De onderzochte gedraging is op dit punt behoorlijk.

II. Ten aanzien van de brief van 22 november 2001

Verzoeksters gemachtigde diende bij brief van 4 september 2001 een klacht in bij CZ. Naast de hiervóór onder I. besproken klacht ten aanzien van het telefonisch horen klaagde verzoekster erover dat CZ zonder enige berichtgeving de termijn waarbinnen op het bezwaarschrift van 17 juni 2001 op grond van de wet moest zijn beslist, had overschreden. Verder klaagde verzoekster erover dat CZ het verzoek in de brief van 14 augustus 2001 om binnen de wettelijke termijn een beslissing op het bezwaarschrift te nemen, niet had gehonoreerd.

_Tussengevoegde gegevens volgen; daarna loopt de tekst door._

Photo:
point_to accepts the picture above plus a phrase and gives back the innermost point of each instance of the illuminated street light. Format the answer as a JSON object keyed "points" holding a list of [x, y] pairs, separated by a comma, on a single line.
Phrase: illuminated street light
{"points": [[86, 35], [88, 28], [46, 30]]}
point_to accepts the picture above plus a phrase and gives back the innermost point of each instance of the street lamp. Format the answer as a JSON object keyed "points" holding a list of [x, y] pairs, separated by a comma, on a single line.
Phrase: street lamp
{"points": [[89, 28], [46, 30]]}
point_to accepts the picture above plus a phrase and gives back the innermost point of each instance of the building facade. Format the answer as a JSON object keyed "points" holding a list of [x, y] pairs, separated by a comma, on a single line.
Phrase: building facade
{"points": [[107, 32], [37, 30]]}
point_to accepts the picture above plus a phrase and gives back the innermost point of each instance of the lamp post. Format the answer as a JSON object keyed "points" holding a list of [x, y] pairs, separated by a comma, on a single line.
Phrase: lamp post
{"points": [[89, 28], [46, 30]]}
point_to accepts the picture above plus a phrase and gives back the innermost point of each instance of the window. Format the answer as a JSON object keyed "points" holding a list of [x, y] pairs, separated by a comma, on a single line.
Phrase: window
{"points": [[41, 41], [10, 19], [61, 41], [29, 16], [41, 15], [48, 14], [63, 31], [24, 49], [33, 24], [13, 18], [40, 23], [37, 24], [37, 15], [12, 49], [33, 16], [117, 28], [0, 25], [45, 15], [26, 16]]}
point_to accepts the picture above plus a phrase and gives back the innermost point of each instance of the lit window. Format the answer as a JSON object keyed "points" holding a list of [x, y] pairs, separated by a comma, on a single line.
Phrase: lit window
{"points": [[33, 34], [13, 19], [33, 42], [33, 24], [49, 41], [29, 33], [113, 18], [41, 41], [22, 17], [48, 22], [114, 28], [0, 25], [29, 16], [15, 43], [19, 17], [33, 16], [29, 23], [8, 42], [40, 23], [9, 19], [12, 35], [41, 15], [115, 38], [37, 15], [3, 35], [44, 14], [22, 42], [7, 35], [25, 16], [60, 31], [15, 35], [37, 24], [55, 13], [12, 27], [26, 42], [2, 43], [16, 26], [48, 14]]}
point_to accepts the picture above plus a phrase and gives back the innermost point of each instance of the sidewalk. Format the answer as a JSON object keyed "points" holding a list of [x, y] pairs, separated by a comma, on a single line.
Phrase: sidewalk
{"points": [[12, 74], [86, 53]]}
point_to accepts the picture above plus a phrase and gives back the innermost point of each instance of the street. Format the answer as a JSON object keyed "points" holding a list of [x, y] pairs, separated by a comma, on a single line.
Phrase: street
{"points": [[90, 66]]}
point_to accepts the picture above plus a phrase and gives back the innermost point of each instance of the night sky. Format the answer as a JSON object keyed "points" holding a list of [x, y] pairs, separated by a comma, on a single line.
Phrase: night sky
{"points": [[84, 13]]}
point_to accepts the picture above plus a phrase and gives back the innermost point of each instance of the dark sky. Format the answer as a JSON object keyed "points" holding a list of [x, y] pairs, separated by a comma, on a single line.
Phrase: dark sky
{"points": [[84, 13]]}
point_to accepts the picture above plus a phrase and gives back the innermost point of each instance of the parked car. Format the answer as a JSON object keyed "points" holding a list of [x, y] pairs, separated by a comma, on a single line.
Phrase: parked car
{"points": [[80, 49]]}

CZ reageerde bij brief van 22 november 2001 op de klacht van 4 september 2001.

Verzoekster klaagt over de inhoud van deze brief van 22 november 2001. Haar klacht valt uiteen in drie aspecten, die hierna afzonderlijk worden behandeld.

a. met betrekking tot de brief van 3 september 2001 van CZ

1. Verzoekster klaagt er in de eerste plaats over dat CZ in zijn brief van 22 november 2001 heeft meegedeeld dat de brief van CZ van 3 september 2001 moest worden aangemerkt als reactie op de brief van 14 augustus 2001 van verzoeksters gemachtigde.

2. Bij brief van 13 augustus 2001 nodigde CZ verzoeksters gemachtigde uit voor een hoorzitting op 3 september 2001 ter toelichting van het bezwaarschrift van 17 juni 2001. Verzoeksters gemachtigde deelde CZ bij brief van 14 augustus 2001 onder meer mee dat hij was verhinderd op 3 september 2001, alsmede op de daaraan voorafgaande en de daaraan opvolgende dagen, te verschijnen op de hoorzitting. Verzoeksters gemachtigde liet in deze brief verder weten dat hij er de voorkeur aan gaf om telefonisch te worden gehoord (zie ook hiervóór, onder I.3).

Op 3 september 2001 volgde de eerstvolgende brief van CZ aan verzoeksters gemachtigde. Middels deze brief nodigde CZ verzoeksters gemachtigde uit voor een hoorzitting op 15 oktober 2001.

Bij brief van 4 september 2001 klaagde verzoeksters gemachtigde er bij CZ onder meer over dat CZ niet had gereageerd op zijn brief van 14 augustus 2001 met betrekking tot de te houden hoorzitting.

In reactie op deze klachtbrief liet CZ verzoeksters gemachtigde op 22 november 2001 onder meer weten dat CZ wel degelijk had gereageerd op de brief van 14 augustus 2001, te weten door hem bij brief van 3 september 2001 uit te nodigen voor een hoorzitting op 15 oktober 2001.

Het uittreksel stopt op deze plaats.